Wednesday's session finished with 240 horses sold for revenues of $8,378,100, up 5 percent from last year's third-day gross of $7,990,900 from 244 horses sold. The average sale price finished at $34,909, 7 percent ahead of $32,750 last year, while the median fell 17 percent to $10,000 from $12,000. The buyback rate finished at 26 percent, compared with 24 percent during last year's comparable session.
“Three straight days of increases in average and increases in gross is certainly very encouraging,” said Fasig-Tipton president Boyd Browning. “The resiliency and depth of the market never ceases to amaze me. Historically, the sale has been strong throughout all four days, and there continues to be activity throughout the sale.

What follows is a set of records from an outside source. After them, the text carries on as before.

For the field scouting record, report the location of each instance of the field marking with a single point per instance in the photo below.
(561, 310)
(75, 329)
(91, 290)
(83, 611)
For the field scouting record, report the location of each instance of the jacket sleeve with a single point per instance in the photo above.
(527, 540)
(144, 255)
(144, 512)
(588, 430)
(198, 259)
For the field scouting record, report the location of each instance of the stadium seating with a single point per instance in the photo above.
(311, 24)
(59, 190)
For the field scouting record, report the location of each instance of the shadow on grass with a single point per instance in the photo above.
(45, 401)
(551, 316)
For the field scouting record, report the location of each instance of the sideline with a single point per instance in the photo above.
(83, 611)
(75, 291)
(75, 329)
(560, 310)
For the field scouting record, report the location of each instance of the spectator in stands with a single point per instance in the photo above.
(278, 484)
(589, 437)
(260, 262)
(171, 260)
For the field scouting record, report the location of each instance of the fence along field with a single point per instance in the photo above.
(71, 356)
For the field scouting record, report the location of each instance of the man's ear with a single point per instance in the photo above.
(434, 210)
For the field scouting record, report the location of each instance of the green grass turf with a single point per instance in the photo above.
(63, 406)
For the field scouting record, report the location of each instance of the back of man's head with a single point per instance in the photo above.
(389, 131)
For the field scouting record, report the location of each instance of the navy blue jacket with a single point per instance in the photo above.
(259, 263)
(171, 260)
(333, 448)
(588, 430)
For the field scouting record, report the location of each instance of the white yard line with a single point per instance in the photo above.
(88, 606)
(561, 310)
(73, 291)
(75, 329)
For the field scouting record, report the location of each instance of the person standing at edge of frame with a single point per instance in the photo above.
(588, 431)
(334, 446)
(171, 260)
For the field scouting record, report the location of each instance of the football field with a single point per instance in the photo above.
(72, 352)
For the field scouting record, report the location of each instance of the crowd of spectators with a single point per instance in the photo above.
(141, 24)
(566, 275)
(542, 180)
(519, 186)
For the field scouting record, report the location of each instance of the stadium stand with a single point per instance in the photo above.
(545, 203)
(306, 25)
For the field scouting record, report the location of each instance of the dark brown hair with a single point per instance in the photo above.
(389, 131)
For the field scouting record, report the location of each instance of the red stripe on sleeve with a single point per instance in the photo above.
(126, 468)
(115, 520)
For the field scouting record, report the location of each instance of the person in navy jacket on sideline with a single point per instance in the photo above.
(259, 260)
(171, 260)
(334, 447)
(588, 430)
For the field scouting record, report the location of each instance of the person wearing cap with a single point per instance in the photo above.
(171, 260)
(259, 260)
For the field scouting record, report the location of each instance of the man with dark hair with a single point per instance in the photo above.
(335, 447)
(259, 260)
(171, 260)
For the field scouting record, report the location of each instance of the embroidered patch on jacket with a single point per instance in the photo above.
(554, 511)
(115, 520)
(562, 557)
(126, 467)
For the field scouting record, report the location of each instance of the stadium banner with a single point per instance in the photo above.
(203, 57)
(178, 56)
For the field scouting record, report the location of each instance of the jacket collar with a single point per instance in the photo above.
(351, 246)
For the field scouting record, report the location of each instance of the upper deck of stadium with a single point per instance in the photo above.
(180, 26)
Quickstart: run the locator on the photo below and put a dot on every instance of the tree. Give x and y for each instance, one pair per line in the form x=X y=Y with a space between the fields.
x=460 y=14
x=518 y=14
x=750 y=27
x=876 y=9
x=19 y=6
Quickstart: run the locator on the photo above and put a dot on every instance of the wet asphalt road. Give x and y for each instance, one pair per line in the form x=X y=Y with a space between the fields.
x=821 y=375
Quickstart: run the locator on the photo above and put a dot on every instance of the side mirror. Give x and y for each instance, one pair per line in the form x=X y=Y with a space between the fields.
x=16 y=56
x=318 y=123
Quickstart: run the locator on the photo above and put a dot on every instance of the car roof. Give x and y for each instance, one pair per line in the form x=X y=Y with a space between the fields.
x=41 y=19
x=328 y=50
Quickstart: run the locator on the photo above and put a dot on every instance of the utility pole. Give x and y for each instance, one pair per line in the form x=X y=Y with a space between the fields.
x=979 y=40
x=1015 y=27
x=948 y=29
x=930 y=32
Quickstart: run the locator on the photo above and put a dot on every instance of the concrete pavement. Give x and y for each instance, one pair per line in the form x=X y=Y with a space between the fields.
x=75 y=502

“There might be a few less people here in-person, but they've certainly left plenty of money on the phones or with other agents or associates to be able to bid on horses, and that was really encouraging,” he continued. “Tonight, I spent the last 30 minutes in the back walking ring and outside, and there were still hundreds of people here for the last 10 or 15 horses to go through the ring – and there wasn't really an expensive buzz horse in there. They were good bread-and-butter October kind of horses, and there was still quite a crowd gathered up to make sure those horses brought fair prices from the buyers' perspective.”
Wednesday's returns outperformed last year's third session, which was the weakest of last year's four-day sale, but the returns were still lower across the board than either of the first two sessions of this year's sale.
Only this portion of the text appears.